Poem: Elegy Next to Cleanliness

Review of The Mimic Sea

Poem: 63rd and Pulaski

How Erica Bernheim Became a Writer

This is the next installment in the How to Become a Writer interview series, which will post here at Ph.D. in Creative Writing every other Sunday (or so) until I run out of writers to interview, or until they stop saying yes. Each writer answers the same 5 questions. Thanks to Erica for saying yes!

1. Why did you want to become a writer?

I was fortunate to grow up in a home where reading was encouraged. Becoming a writer seemed like a natural progression to me, something you could do after you had read enough books to have your own ideas. My father is a writer and an English professor, my mother is an editor, and books were almost always on hand; when they weren’t, creating my own stories seemed like a logical step, although I never did much with poetry until later. I also grew up in a family that travelled constantly, both overseas and for long car trips on a regular basis, and I was fortunate to be a good car reader (of books, never maps!). I learned to read quickly and would think about whatever I read for a long time afterwards, trying to remember sentences verbatim, and puzzling over whatever I had forgotten to remember, hoping I could try something like whatever I had read in a book of my own at some point. I wanted to make other people feel the way I did when I read something I loved.

2. How did you go about becoming a writer?

I majored in English in college, but it wasn’t until I enrolled in an MFA program that I found a community of writers, many of whom I remain close with still, like Michael Dumanis, Robyn Schiff, Nick Twemlow, Suzanne Buffam, and Chicu Reddy. Being around other writers showed me how to be one, as well as how not to be one. After finishing the MFA program, I moved to Chicago and worked in publishing for a few years. For me, taking a few years off between the MFA and PhD was important. I wrote a lot during that time; I relied on writing in a way I never had before, and I realized that I wanted to be around writing all the time, that it shouldn’t be a luxury or just a special occasion.

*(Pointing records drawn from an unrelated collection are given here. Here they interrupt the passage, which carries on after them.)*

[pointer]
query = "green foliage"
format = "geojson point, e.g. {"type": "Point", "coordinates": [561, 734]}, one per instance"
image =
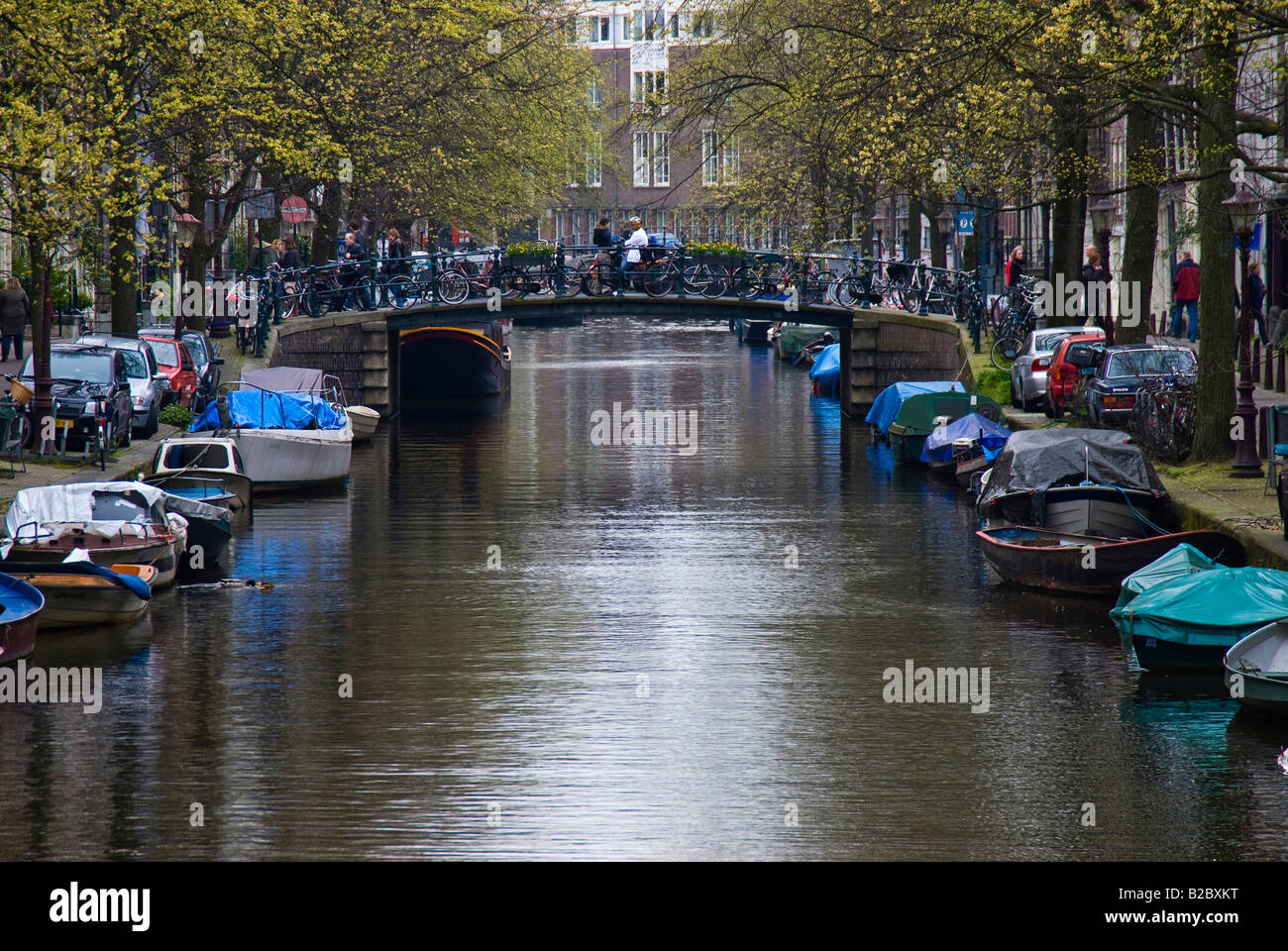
{"type": "Point", "coordinates": [529, 249]}
{"type": "Point", "coordinates": [721, 248]}
{"type": "Point", "coordinates": [995, 382]}
{"type": "Point", "coordinates": [176, 415]}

Robert Creeley in 1972. Photo by Elsa Dorfman, courtesy Wikimedia.

3. Who helped you along the way, and how?

I already mentioned my parents and their guidance and encouragement, but I’ve also had incredibly smart and generous teachers. Keith Tuma, Jim Reiss, Jorie Graham, Mark Levine, Dean Young, and Jim Galvin were tremendously supportive. Studying Faulkner at UIC with Chris Messenger taught me a lot about how to be a scholar and a professor. And of course there are so many poets whose work has helped me. The most important has always been Robert Creeley, whose poems I happened upon happily in Paul Hoover’s Norton Postmodern Anthology. After reading Creeley’s work, I switched from writing fiction to poetry and have never switched back. I also started reading John Berryman and Denis Johnson around this time. Brenda Shaughnessy and Noelle Kocot’s work has helped me find more to admire in language and scope and narrative, as do the poets I mentioned in Question #2. Working with 42 Miles Press and with David Dodd Lee has been a wonderful experience, and their support has been somewhere far beyond helpful and into the miraculous.

4. Can you tell me about a writer or artist whose biography inspires you?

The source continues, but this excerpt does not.